No crea que es tan normal: muchos europeos y ciudadanos de otros países del mundo razonan exactamente al revés: antes está la vida porque sin ella no hay ni libre ni esclavo. Entonces prefieren no ser libres antes que morir. Por eso se explica la esclavitud que todavía campa con formas que no tienen nada que ver con las antiguas. Siempre me pregunté cómo un puñado de hombres, por más armas que tengan, son capaces de mantener a raya a miles de prisioneros, o de esclavos, o millones de ciudadanos en macrocárceles que llaman países. Y también me asombra la capacidad sin tiempo del ser humano para escaparse de sus carceleros jugándose la vida. Ocurrió en la época de Espartaco, en la era de los campos de concentración de todos los colores, con la Cortina de Acero, en el Caribe salpicado de cubanos flotando en cámaras de camiones, o cada verano en todo el Mediterráneo, desde Lesbos a Gibraltar.
Libertad o muerte gritan fuerte los desgraciados en nuestras cárceles, tanto que lo primero que le sacan a uno cuando cae preso es todo lo que pueda servirle para quitarse la vida.

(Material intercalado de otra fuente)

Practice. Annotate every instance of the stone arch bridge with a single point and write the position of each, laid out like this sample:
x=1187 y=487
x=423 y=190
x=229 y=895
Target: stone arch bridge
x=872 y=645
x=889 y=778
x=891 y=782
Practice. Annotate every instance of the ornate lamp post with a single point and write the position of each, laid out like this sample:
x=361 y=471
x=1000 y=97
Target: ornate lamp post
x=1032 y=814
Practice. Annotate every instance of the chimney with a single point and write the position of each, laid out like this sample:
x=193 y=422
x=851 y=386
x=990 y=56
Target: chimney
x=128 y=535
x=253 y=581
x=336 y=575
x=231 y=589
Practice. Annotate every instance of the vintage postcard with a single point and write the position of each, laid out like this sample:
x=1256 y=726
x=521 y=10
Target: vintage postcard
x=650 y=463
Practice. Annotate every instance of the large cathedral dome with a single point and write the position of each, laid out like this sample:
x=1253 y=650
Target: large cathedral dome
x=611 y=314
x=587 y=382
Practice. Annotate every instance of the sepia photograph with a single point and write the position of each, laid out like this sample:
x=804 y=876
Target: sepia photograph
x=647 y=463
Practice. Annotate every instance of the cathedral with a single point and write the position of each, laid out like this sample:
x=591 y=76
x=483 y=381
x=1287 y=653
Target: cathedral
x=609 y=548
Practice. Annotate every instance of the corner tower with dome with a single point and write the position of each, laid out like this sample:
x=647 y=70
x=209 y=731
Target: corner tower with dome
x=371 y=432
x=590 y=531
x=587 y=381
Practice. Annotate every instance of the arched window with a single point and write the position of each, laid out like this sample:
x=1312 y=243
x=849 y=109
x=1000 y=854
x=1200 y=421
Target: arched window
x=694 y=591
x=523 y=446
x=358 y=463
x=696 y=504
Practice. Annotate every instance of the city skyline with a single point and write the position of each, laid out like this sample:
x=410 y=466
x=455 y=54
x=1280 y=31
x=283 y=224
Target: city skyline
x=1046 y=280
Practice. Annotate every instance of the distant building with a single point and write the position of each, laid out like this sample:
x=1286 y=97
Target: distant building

La pasión por la libertad ha guiado nuestra historia gloriosa cuando nos independizamos de los déspotas europeos, pero también es la que nos va a salvar siempre de los autoritarios que nacen cada tanto en nuestra América y se sirven de la democracia para asfixiarla. Los de hoy están como en El otoño del Patriarca de García Márquez, deambulando solitarios por los salones del palacio que perdió la vista al mar porque un día lo vendieron para terminar de pagar las cuentas de sus extravíos.